We have 1000 documents containing a total of 15198 tokens.

total_num_embeddings = sum(doclens)
len(doclens), total_num_embeddings
(1000, 15198)

Instantiating an empty mapping between token embeddings IDs and passage IDs

emb2pid = torch.zeros(total_num_embeddings, dtype=torch.int)
emb2pid.shape
torch.Size([15198])

The indices of doclens are passage IDs pid. The values are the number of tokens in the document dlength.

offset_doclens = 0
for pid, dlength in enumerate(doclens):
    emb2pid[offset_doclens: offset_doclens + dlength] = pid
    offset_doclens += dlength
emb2pid.shape
torch.Size([15198])

The first 4 token embeddings correspond to the first passage, the next 20 token embeddings to the second passage, and so on.

emb2pid[:50]
tensor([0, 0, 0, 0, 1, 1, 1, 1, 1, 1, 1, 1, 1, 1, 1, 1, 1, 1, 1, 1, 1, 1, 1, 1,
        2, 2, 2, 2, 2, 2, 2, 2, 2, 2, 2, 2, 2, 2, 2, 2, 2, 2, 3, 3, 3, 3, 3, 3,
        3, 3], dtype=torch.int32)

Recall that ivf contained as values the token embeddings IDs which are the indices of emb2pid. The values of emb2pid are passage IDs. Indexing into emb2pid with ivf pulls out the passage IDs corresponding to tokens. Note that ivf is sorted by centroid ID.

ivf
tensor([  936,  1171,  2363,  ..., 12051, 12147, 12161], device='cuda:0')
values
tensor([   0,    0,    0,  ..., 1023, 1023, 1023], device='cuda:0')
new_ivf = emb2pid[ivf.cpu()]
new_ivf.shape, new_ivf[:5]
(torch.Size([15198]), tensor([ 55,  69, 143, 416, 471], dtype=torch.int32))
new_ivf
tensor([ 55,  69, 143,  ..., 795, 800, 800], dtype=torch.int32)

The first token embedding corresponding to centroid ID of 0 corresponds to passage ID 55.

emb2pid[936]
tensor(55, dtype=torch.int32)

new_ivf is a mapping from its indices (token embeddings) to values (passage IDs) which is now aligned to the ivf_lengths tensor which contains number of tokens per centroid ID (which came from values).
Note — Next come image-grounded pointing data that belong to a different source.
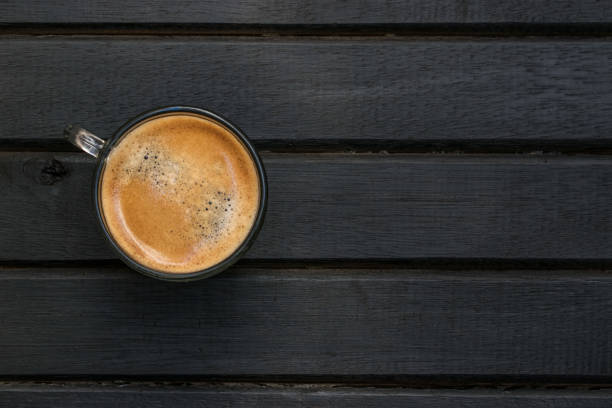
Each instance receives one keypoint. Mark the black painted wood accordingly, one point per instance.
(130, 396)
(295, 91)
(306, 12)
(350, 206)
(306, 322)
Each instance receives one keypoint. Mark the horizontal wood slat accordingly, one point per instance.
(128, 396)
(294, 91)
(350, 206)
(253, 321)
(306, 12)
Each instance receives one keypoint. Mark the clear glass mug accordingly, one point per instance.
(100, 149)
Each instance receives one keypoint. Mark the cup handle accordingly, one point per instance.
(84, 139)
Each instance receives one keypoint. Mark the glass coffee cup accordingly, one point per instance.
(179, 192)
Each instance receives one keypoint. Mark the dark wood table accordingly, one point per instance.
(440, 219)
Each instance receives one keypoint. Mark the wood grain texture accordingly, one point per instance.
(292, 91)
(350, 206)
(306, 322)
(306, 12)
(128, 396)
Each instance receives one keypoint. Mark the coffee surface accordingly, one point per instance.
(179, 193)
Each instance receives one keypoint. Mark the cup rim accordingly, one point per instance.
(257, 223)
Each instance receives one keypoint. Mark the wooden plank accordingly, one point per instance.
(335, 206)
(287, 91)
(306, 12)
(306, 322)
(130, 396)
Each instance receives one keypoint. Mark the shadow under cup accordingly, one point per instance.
(259, 215)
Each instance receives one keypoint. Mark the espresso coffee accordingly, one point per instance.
(179, 193)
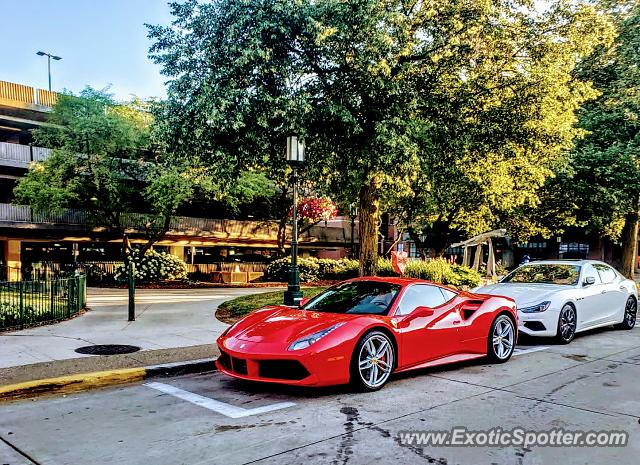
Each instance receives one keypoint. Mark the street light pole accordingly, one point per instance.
(49, 57)
(353, 212)
(295, 158)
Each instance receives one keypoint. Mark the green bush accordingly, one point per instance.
(343, 268)
(312, 269)
(154, 266)
(437, 270)
(385, 268)
(465, 276)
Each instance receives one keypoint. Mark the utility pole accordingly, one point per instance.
(49, 58)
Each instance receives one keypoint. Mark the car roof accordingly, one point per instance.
(394, 280)
(566, 262)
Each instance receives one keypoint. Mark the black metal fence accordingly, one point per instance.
(32, 303)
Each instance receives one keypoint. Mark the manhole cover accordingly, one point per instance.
(107, 349)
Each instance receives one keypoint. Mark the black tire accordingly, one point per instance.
(567, 323)
(630, 312)
(501, 341)
(362, 348)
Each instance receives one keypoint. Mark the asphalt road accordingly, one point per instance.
(591, 384)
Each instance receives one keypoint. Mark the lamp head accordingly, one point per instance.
(295, 151)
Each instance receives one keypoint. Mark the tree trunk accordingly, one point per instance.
(630, 244)
(369, 216)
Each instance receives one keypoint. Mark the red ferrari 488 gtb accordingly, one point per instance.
(362, 330)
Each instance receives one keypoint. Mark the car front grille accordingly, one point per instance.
(224, 360)
(239, 365)
(534, 325)
(282, 369)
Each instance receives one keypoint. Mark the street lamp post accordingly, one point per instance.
(295, 158)
(353, 213)
(49, 58)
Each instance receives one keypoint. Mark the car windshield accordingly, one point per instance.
(545, 274)
(363, 297)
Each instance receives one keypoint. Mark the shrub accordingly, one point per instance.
(437, 270)
(278, 270)
(154, 266)
(465, 276)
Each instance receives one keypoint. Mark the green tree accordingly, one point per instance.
(466, 100)
(606, 163)
(102, 161)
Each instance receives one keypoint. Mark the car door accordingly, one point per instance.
(590, 298)
(614, 293)
(427, 335)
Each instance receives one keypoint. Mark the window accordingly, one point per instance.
(590, 271)
(607, 275)
(544, 273)
(364, 297)
(422, 295)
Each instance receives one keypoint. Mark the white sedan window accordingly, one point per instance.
(422, 295)
(607, 275)
(590, 271)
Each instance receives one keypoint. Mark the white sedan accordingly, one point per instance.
(558, 298)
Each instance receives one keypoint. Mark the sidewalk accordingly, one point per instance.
(171, 325)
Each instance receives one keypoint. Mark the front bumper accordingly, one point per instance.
(543, 324)
(254, 361)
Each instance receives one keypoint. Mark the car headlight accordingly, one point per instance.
(541, 307)
(306, 341)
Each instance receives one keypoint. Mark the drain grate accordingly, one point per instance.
(107, 349)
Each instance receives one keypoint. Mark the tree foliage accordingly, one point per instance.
(450, 113)
(606, 163)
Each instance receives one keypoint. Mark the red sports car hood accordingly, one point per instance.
(284, 324)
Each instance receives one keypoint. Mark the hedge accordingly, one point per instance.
(313, 269)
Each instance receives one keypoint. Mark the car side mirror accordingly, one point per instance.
(423, 311)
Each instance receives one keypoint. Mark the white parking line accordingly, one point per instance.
(518, 351)
(228, 410)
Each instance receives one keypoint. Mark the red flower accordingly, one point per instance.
(316, 209)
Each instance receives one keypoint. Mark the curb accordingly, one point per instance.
(98, 379)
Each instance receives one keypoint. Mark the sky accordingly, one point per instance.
(101, 43)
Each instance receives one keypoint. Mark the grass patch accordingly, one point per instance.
(234, 309)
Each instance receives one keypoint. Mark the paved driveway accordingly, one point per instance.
(164, 319)
(591, 384)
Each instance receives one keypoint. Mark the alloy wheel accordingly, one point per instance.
(503, 337)
(630, 311)
(375, 360)
(567, 325)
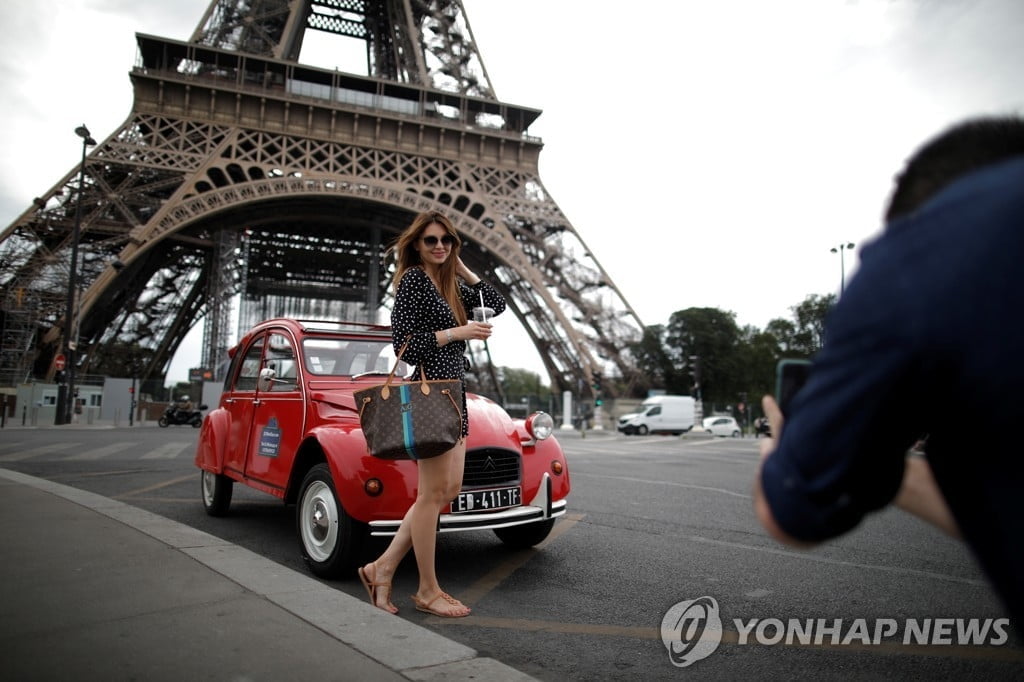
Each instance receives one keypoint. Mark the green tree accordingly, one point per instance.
(653, 361)
(705, 340)
(810, 317)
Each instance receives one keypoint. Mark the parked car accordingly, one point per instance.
(722, 426)
(287, 425)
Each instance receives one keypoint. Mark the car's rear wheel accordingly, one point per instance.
(216, 493)
(521, 537)
(330, 539)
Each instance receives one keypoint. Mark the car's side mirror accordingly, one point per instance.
(266, 377)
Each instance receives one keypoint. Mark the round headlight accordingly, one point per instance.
(540, 425)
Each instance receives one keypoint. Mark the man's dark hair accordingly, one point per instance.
(965, 147)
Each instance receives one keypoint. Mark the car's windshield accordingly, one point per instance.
(337, 356)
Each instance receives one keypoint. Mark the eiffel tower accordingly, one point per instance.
(243, 174)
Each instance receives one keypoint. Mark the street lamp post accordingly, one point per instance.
(66, 393)
(842, 264)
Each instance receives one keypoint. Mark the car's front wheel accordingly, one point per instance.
(521, 537)
(330, 539)
(216, 493)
Next, we iterate through ivf_lengths, which contains the number of tokens per centroid ID. For each length we get the unique passages IDs from new_ivf, and append that to unique_pids_per_centroid. The number of unique pids for that centroid is added to new_ivf_lengths.

unique_pids_per_centroid = []
new_ivf_lengths = []

offset = 0
for length in tqdm.tqdm(ivf_lengths.tolist()):
    pids = torch.unique(new_ivf[offset:offset+length])
    unique_pids_per_centroid.append(pids)
    new_ivf_lengths.append(pids.shape[0])
    offset += length
ivf = torch.cat(unique_pids_per_centroid)
new_ivf_lengths = torch.tensor(new_ivf_lengths)
100%|██████████| 1024/1024 [00:00<00:00, 35975.77it/s]
<ipython-input-138-6c68981e98f9>:11: UserWarning: To copy construct from a tensor, it is recommended to use sourceTensor.clone().detach() or sourceTensor.clone().detach().requires_grad_(True), rather than torch.tensor(sourceTensor).
  new_ivf_lengths = torch.tensor(ivf_lengths)
ivf.shape, new_ivf_lengths.shape
(torch.Size([11593]), torch.Size([1024]))

Note that there are now fewer values in ivf than 15198 since we are only capturing the unique pids per centroid.

ivf[:5]
tensor([ 55,  69, 143, 416, 471], dtype=torch.int32)
new_ivf_lengths[:5]
tensor([10, 11, 17,  1, 34], device='cuda:0')

new_ivf_lengths is the count of unique passage IDs per centroid. So, for example the first 10 pids correspond to centroid ID 0.

ivf and new_ivf_lengths would be stored in ivf.pid.pt.

After updating metadata, this completes the indexing process in RAGatouille and ColBERT!

Final Thoughts

There were of course many details that I didn’t fully explain in this walkthrough, and since I wasn’t able to exactly replicate some of the indexing artifacts there may be some errors in my code, but I think I both covered and understood the main components to creating an index. Getting to this stage involved a lot of discussion with Claude. I used AnswerAI’s toolslm to create context from the RAGatouille and ColBERT repos to provide as Claude project knowledge. I also pored through the codebase for hours, making sure to trace my steps from method-to-method. While I could do more deep dives into the individual components of indexing, I feel satisfied with this walk through for now. I hope you enjoyed this blog post!